Eulogio se encendió un cigarrillo con parsimonia aun sus manos ligeramente temblorosas. Dejó escapar una bocanada de humo y siguió: Ná, no necesito de dioses, padre, comprendí hace algún tiempo que el truco para vencer al miedo a la muerte está en eso, en lo que le he dicho, en vivir cada día como si fuéramos inmortales, aun sabiendo que nos vamos a morir. Porque, de hecho, a cada instante lo estamos siendo.
A continuación, Eulogio mezcló su discurso con una perorata sobre el buen gusto y la exquisitez, cualidades ambas de las que se preciaba tener a pesar de su pobreza, y empezó a enseñarle los absurdos objetos que había ido encontrando por ahí, como unas gafas de buceo de color rosa, que Eulogio no dudó en colocarse para mostrar al monje la gracia y estilo que tenían, sin el mayor sentido del ridículo y con el convencimiento de quien se cree poseído por el savoir faire. Pero el monje ya no le escuchaba.

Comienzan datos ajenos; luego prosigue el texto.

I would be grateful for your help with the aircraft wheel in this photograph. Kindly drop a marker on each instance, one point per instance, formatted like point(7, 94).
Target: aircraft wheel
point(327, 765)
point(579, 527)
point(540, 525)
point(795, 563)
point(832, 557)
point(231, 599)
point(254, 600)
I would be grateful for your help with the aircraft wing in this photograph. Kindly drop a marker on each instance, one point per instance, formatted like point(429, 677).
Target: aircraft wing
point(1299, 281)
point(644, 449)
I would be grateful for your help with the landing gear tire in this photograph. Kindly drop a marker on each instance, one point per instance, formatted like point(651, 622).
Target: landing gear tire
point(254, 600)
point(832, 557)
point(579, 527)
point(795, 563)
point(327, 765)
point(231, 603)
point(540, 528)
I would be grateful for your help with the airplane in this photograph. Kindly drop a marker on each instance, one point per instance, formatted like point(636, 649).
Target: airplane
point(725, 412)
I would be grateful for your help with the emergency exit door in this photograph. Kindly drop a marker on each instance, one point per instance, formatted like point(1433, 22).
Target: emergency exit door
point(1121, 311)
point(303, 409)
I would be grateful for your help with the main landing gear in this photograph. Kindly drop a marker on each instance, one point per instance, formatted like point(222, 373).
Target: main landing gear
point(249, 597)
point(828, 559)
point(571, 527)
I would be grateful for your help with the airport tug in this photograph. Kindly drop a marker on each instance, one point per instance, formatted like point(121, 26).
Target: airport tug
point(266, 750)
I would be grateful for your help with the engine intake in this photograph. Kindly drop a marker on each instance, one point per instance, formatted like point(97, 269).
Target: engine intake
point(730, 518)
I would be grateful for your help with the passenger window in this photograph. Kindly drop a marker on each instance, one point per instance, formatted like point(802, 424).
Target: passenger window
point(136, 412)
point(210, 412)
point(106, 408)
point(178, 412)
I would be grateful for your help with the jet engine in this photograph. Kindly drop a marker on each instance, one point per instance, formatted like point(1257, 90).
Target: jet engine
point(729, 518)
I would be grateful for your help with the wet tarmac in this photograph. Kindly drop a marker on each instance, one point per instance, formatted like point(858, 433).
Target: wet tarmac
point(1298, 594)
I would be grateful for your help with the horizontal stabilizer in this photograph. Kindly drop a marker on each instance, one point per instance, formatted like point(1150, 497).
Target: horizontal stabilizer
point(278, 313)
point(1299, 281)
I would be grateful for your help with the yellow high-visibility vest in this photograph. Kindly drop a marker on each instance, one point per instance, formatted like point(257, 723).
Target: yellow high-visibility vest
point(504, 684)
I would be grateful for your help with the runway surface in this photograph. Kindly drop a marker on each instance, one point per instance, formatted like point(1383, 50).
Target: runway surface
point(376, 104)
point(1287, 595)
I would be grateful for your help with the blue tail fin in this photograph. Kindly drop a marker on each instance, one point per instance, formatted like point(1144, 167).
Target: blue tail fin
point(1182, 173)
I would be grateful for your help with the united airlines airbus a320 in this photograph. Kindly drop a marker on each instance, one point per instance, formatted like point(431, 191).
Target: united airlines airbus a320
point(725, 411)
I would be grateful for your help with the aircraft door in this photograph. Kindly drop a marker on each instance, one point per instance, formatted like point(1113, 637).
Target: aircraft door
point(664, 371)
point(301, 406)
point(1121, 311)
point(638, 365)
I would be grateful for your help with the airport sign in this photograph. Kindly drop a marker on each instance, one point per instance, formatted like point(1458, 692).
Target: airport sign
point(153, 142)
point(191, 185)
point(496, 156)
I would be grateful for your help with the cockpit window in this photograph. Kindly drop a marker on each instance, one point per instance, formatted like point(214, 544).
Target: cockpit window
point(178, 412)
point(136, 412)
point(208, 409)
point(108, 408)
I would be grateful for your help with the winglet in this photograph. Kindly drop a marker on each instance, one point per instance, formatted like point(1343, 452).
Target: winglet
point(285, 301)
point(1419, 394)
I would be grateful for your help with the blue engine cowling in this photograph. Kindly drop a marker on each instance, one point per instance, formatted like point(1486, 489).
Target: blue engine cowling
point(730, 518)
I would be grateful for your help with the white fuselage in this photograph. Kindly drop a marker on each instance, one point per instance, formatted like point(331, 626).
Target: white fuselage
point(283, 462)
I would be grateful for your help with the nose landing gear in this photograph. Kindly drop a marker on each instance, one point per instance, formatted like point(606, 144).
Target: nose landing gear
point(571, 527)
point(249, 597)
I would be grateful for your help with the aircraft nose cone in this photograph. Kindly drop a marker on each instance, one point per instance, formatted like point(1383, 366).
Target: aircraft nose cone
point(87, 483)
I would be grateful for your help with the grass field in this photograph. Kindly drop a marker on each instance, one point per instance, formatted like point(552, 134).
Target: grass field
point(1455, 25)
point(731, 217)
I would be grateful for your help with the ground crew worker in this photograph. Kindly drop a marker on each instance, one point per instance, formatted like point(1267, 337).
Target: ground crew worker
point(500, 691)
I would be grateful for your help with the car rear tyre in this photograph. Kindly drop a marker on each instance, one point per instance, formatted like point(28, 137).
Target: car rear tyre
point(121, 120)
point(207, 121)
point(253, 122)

En su cabeza rebotaba una y otra vez esa frase: vivir cada día como si fuéramos inmortales, aun sabiendo que vamos a morir. Y, con un gesto disimulado, escondió el crucifijo bajo sus ropas mientras asentía divertido al estrafalario muestrario del anciano buscador de tesoros.
Y se sintió bien, por fin –por fin- liberado.